Investimenti ormai slegati dall’andamento del Bitcoin

Nel corso di questo terzo trimestre, 7 operazioni hanno assorbito da sole la metà dei fondi investiti dalle società di venture capital in aziende specializzate in criptovalute e blockchain, tra cui: Revolut (1 miliardo di dollari), Kraken (500 milioni di dollari), Erebor (250 milioni di dollari), Trésor (146 milioni di dollari), Fnality (135 milioni di dollari), Mesh Connect (130 milioni di dollari) e ZeroHash (104 milioni di dollari).

La ripartizione dei capitali investiti vede le aziende già affermate rappresentare il 57%, mentre il 43% riguarda realtà più giovani. I settori privilegiati? Al primo posto figura la categoria Trading/Exchange/Investing/Lending, mentre Payments/Rewards e Banking registrano aumenti significativi.

Investimenti delle società di venture capital per settori crypto

Investimenti delle società di venture capital per settori crypto

Per quanto riguarda le operazioni di pre-seed — come nel caso del progetto Monad, la cui ICO si è appena conclusa — il loro numero è rimasto stabile da un mese all’altro «e si mantiene solido rispetto ai cicli precedenti». Un dato considerato «come un indicatore per valutare la solidità dell’attività imprenditoriale», mentre le operazioni rivolte a società già affermate «riflettono la crescente maturità del mercato nel suo complesso».

A differenza dei precedenti cicli rialzisti, il capitale investito nelle startup del settore delle criptovalute non è più direttamente correlato al prezzo del Bitcoin.
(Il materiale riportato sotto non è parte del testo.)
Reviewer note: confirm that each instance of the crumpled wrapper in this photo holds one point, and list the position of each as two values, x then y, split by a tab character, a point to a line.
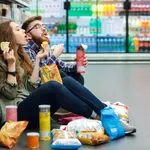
10	133
50	72
92	138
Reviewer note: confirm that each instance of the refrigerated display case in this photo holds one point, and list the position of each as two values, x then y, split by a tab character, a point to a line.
99	23
82	26
139	26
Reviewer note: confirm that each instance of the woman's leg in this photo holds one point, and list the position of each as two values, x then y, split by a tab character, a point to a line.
54	94
83	94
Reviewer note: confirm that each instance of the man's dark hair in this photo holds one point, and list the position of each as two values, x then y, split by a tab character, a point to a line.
30	20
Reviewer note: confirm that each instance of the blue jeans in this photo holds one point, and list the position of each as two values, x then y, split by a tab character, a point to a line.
71	96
Infatti, il BTC «è aumentato notevolmente da gennaio 2023, mentre l’attività di venture capital ha faticato a tenere il passo», in particolare a fronte di una maggiore concorrenza da parte degli ETF e dei Digital Asset Treasuries (DAT).

Contratti di investimento molto (troppo?) vantaggiosi

Ciononostante, la forte presenza delle società di venture capital nel settore delle criptovalute rimane talvolta controversa, in particolare quando si tratta della distribuzione dei token associati a determinati progetti o delle condizioni favorevoli di cui beneficiano.

Basti pensare al caso del progetto Berachain, al centro di una controversia in seguito alla rivelazione dell’accordo stipulato con la società di investimento Nova Digital. Il motivo: un diritto di rimborso sul suo investimento di 25 milioni di dollari che le consentirebbe di recuperare l’intero importo dei fondi qualora il prezzo del token BERA dovesse scendere.

Allo stesso tempo, la società di venture capital Mercury Fund ha appena citato in giudizio il progetto Plasma a seguito di un errore — evidentemente corretto un po’ troppo tardi — nella stesura della procedura relativa al warrant associato alla distribuzione del token XPL. Una perdita di 278,5 milioni di unità che fa una bella differenza.